Guitar shopping time

Discussion in 'Guitar Gear Talk Forum' started by ultrabot90, Jul 22, 2009.

  1. ultrabot90

    ultrabot90 Like fishes need bicycles

    I'm finally close enough, in all aspects, in buying an electric. This'll be my first, and I want it to fricking last atleast 5 years (or so). The rundown -

    1. What do I play - Classical, and interested in playing Opeth, Joe Satriani, Kamelot, old rock/blues rock and jazz. Yup, all of that. So that'll require...
    2. SSH configuration. Edit : Or will HH do the job? Maybe after future pickup replacements? I also have a processor, and plan on getting a better one next.
    3. Alder or basswood (no agathis -.-)
    4. 22/24 frets, 21 is ew. Bolt-on neck. (too insecure with the other types breaking)
    5. No tremolo. Unless it's good, I'd rather use a whammy pedal. Otherwise, string through/tune-o-matic etc.
    6. I'm a bit partial to [strike]Les Paul designs and[/strike] quilt/flame/natural finish guitars, as far as looks go. Edit : But it doesn't really matter if I get a good playing+sounding one which is better than the good looking ones.
    7. Budget - 25k or under.

    Earlier I was fixated on an Epiphone Les Paul Standard (but it skates over a few of my requirements, plus it's not readily available in India - no one sells them, I think). Now I dunno what to buy. I went to the shop today, and the owner recommended
    -Ibanez GRG220/270
    -ESP M 100 (but it's HH, and agathis)
    -ESP Viper series (why is nearly every ESP I see made of agathis?)
    Also, he advised against Yamaha (Pacifica 112) and Cort when I asked 'bout 'em.

    I also tried out the following
    -Greg Bennett Torino TR 3/TR
    -ESP H 101FM (this is the one, I think)

    Also in my mind is the Greg Bennett Avion AV-6...heard a lot about them, good wood too.

    I know I'm supposed to play to find out, but I'd like to check out 3-4 instruments of models recommended to me...this is gonna be a big, like megabig, thing...failure is not an option! :shock:
  2. angel_of_sin

    angel_of_sin bassist.....

    The Torino rocks..........i was in love with that guitar for quite some time when my friend bought it....the only fault keeping your requirements in mind is that it's shaped like an SG.........but it wasn't available when i had to buy the Avion AV3 though the AV6 is much better.............
  3. ultrabot90

    ultrabot90 Like fishes need bicycles

    'Lo sin!
    The one Torino I played was pretty good, and now that I think of it, I don't really care about LP shape as much as a natural/flame/quilt finish. Even then, if you got a great playing and sounding guitar...then looks be damned.
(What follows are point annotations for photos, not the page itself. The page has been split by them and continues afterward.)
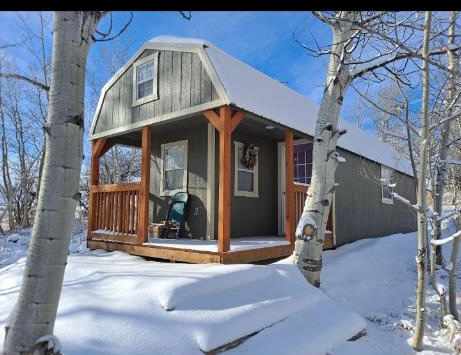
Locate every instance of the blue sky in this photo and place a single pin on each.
(262, 39)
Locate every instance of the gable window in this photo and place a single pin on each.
(174, 168)
(145, 80)
(246, 170)
(386, 185)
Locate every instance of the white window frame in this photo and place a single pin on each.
(255, 171)
(154, 96)
(386, 178)
(183, 188)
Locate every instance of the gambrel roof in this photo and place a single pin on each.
(242, 86)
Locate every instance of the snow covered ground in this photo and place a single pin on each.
(114, 303)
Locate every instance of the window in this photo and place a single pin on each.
(386, 185)
(145, 80)
(174, 168)
(303, 163)
(246, 174)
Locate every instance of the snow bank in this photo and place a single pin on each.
(113, 303)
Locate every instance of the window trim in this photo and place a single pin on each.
(237, 192)
(183, 143)
(154, 96)
(386, 173)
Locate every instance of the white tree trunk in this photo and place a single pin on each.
(422, 234)
(452, 277)
(35, 311)
(308, 248)
(440, 179)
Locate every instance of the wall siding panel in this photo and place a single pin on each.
(359, 210)
(182, 83)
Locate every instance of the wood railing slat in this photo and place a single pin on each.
(116, 210)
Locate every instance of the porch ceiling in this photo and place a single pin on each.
(251, 124)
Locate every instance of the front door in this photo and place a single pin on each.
(281, 186)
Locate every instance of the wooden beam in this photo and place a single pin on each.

    The AV6 and Torino are both in my checklist, but I'd need to know if I really need that HSS setup for the styles I intend to play*...and can set necks never be repaired**?! -.-'

    *In conjunction with a Digitech RP300A
    **In India, in a reliable manner?
  4. nandac

    nandac New Member

    a les paul normally has a mahogany back with a maple top. each wood compliments the other in producing the lp tone. so if you want to go beyond mere looks, you got to consider this.
  5. ultrabot90

    ultrabot90 Like fishes need bicycles

    Hey nandac, thanks for replying.

    About the woods, the AV6 and Torino 3/TR both have mahogany back with maple top...I'd buy either of them, the only thing I need to know before buying is...
    -Can a humbucker come close to sounding like a single-coil with a processor (Digitech RP500A)
    -If a set neck breaks, can it really not be repaired? I want my guitar to last me a long while, can't have it break down (beyond repair) before like 4-5 years.
  6. angel_of_sin

    angel_of_sin bassist.....

    that depends if you are gonna be head banging hell of a lot..........keep in mind set necks combined with archtop increase the sustain by atleast 20%.............. i h've never had a problem with my AV3 .....But yes setnecks can be repaired............And if you take really good care of your guitar the chance of it's neck breaking is one in a thousand................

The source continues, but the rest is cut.